Step-intervals 5 and 7 are the best-approximated intervals in 12-TET (within 2 cents of just). This is not coincidence — 12-TET was designed to optimize these critical intervals.
Step-intervals 4 and 3 have the largest errors (~14-16 cents).
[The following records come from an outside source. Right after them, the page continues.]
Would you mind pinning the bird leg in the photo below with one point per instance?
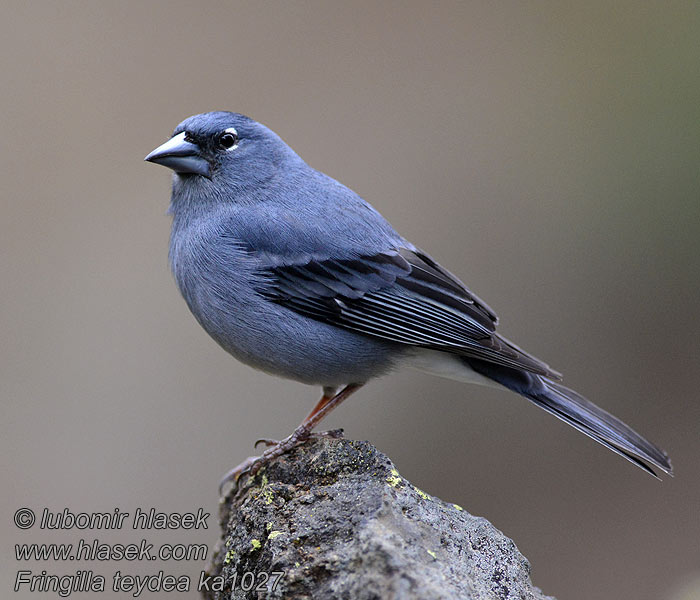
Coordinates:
(330, 399)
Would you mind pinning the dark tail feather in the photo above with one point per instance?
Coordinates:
(580, 413)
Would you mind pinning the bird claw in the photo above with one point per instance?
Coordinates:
(251, 465)
(332, 434)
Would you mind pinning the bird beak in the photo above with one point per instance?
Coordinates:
(181, 156)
These are the intervals most affected by the equal-temperament compromise, and the ones where the difference between 12-TET and just intonation is most audible in sustained chords.
Every interval has a complement (inversion) that together with it completes an octave:
step-interval + inversion = 12
| Step-interval | Inversion | Ratio | Inversion ratio |
|---|---|---|---|
| 0 | 12 | 1:1 | 2:1 |
| 1 | 11 | 16:15 | 15:8 |
| 2 | 10 | 9:8 | 9:5 |
| 3 | 9 | 6:5 | 5:3 |
| 4 | 8 | 5:4 | 8:5 |
| 5 | 7 | 4:3 | 3:2 |
| 6 | 6 | √2:1 | √2:1 |
Step-6 is its own inversion — it divides the octave exactly in half.
When two tones are in a simple frequency ratio, their harmonic overtones align:
Example: the 7-step-interval (ratio 3:2, tones at 200 Hz and 300 Hz)
Lower tone harmonics: 200 400 600 800 1000 1200 1400 1600 ...
Upper tone harmonics: 300 600 900 1200 1500 1800 2100 2400 ...
^^^ ^^^^
Shared frequencies!
Every 3rd harmonic of the lower tone matches every 2nd harmonic of the upper tone. These shared frequencies reinforce rather than interfere. The harmonics that don’t match are well-separated — outside each other’s critical bandwidth — so they don’t create roughness.
Example: the 1-step-interval (ratio ~16:15, tones at 200 Hz and 212 Hz)
Lower tone harmonics: 200 400 600 800 1000 ...
Upper tone harmonics: 212 424 636 848 1060 ...
^^^ ^^^ ^^^ ^^^
12Hz 24Hz 36Hz 48Hz apart — within critical bandwidth!
Nearly every pair of harmonics falls within critical bandwidth, creating roughness (rapid beating). This is the physics of dissonance (see consonance-dissonance.md).
Intervals larger than 12 steps span more than one octave. They are heard as the basic interval (mod 12) at a wider spacing:
Compound intervals are common in chords and orchestration but maintain the acoustic character of their mod-12 equivalent, colored by the additional spacing.
| PhizMusic | Western | Notes |
|---|---|---|
| The 0-step-interval | Unison | — |
| The 1-step-interval | Minor 2nd / semitone | “Half step” |
| The 2-step-interval | Major 2nd / whole tone | “Whole step” |
| The 3-step-interval | Minor 3rd | — |
| The 4-step-interval | Major 3rd | — |
| The 5-step-interval | Perfect 4th | — |
| The 6-step-interval | Tritone / augmented 4th / diminished 5th | Multiple Western names for one interval |
| The 7-step-interval | Perfect 5th | — |
| The 8-step-interval | Minor 6th | — |
| The 9-step-interval | Major 6th | — |
| The 10-step-interval | Minor 7th | — |
| The 11-step-interval | Major 7th | — |
| The 12-step-interval | Octave | — |
Note: Western names count from 1 (unison = “1st”), count only diatonic steps, and use quality labels (minor, major, perfect, augmented, diminished). PhizMusic counts from 0, counts all chromatic steps, and uses no quality labels — the number IS the description.